Name Hydrogen sulfide
Chemical formula H2S
Appearance Colourless gas

Physical

Formula weight 34.1 amu
Melting point 187 K (-86 °C)
Boiling point 213 K (-60 °C)
Solubility 0.33 g in 100g water

Thermochemistry

ΔfH0gas -20.5 kJ/mol
ΔfH0liquid ? kJ/mol
ΔfH0solid ? kJ/mol
S0gas, 1 bar 205.77 J/mol·K
S0liquid, 1 bar ? J/mol·K
S0solid ? J/mol·K

Safety

Ingestion May cause nausea and vomiting.
Inhalation Dangerous, may be fatal. Symptoms are diverse - see reference.
Skin May cause severe pain and itching.
Eyes May cause burns.
More info Hazardous Chemical Database
SI units were used where possible. Unless otherwise stated, standard conditions were used.

Disclaimer and references

The chemical compound hydrogen sulfide (Hydrogen sulphide in British English) H2S is a sulfide compound that has an unpleasant smell; it is responsible for the smell of rotten eggs. This gas can suffocate sewer workers and is often associated with other decay smells in swamps. Hydrogen sulfide is produced by the breakdown of sulfur-containing proteins and is responsible for much of the foul odor of feces and flatulence.

Hydrogen sulfide occurs naturally in crude petroleum, natural gas, volcanic gases, and hot springs. It can also result from bacterial breakdown of organic matter. It is also produced by human and animal wastes.

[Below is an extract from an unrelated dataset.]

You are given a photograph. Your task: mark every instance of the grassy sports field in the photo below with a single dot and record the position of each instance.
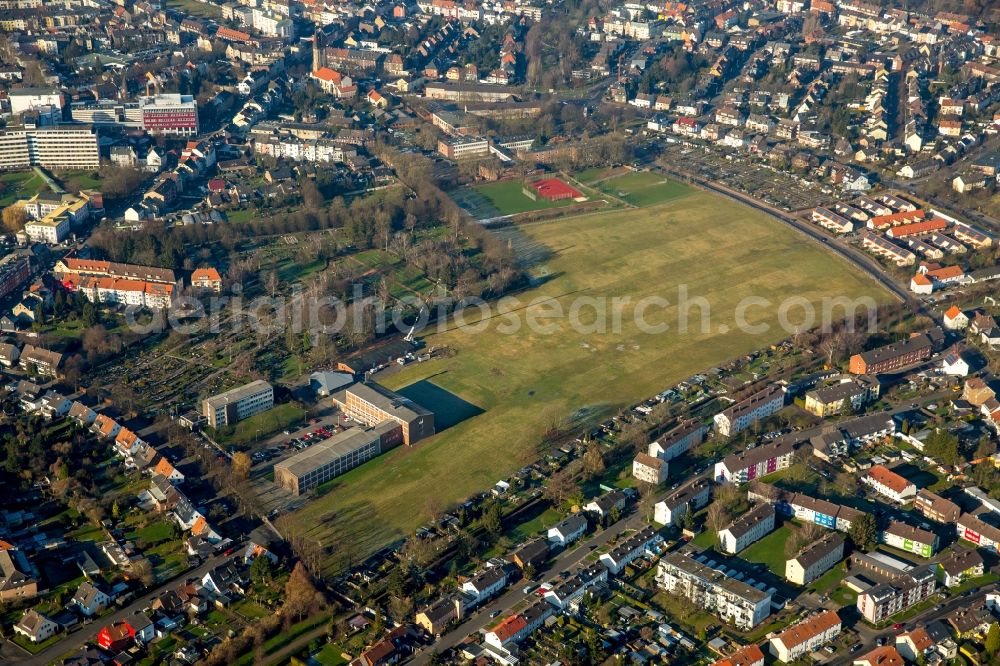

Hydrogen sulfide can also result from industrial activities, such as food processing, coke ovens, kraft paper mills, tanneries, and petroleum refineries.

It is an acidic gas which reacts with alkali and metals like silver. This is the reason why silver jewellery turns black when exposed to polluted atmosphere for a long duration. The Silver_sulphide resulting from the reaction is black in colour.

Health effects

Hydrogen sulfide is considered a broad-spectrum poison, meaning it can poison several different systems in the body. Breathing very high levels of hydrogen sulfide can cause death within just a few breaths. There could be loss of consciousness after one or more breaths.

Exposure to lower concentrations can result in eye irritation, a sore throat and cough, shortness of breath, and fluid in the lungs. These symptoms usually go away in a few weeks. Long-term, low-level exposure may result in fatigue, loss of appetite, headaches, irritability, poor memory, and dizziness.

Animal studies showed that pigs that ate food containing hydrogen sulfide had diarrhea after a few days and weight loss after about 105 days.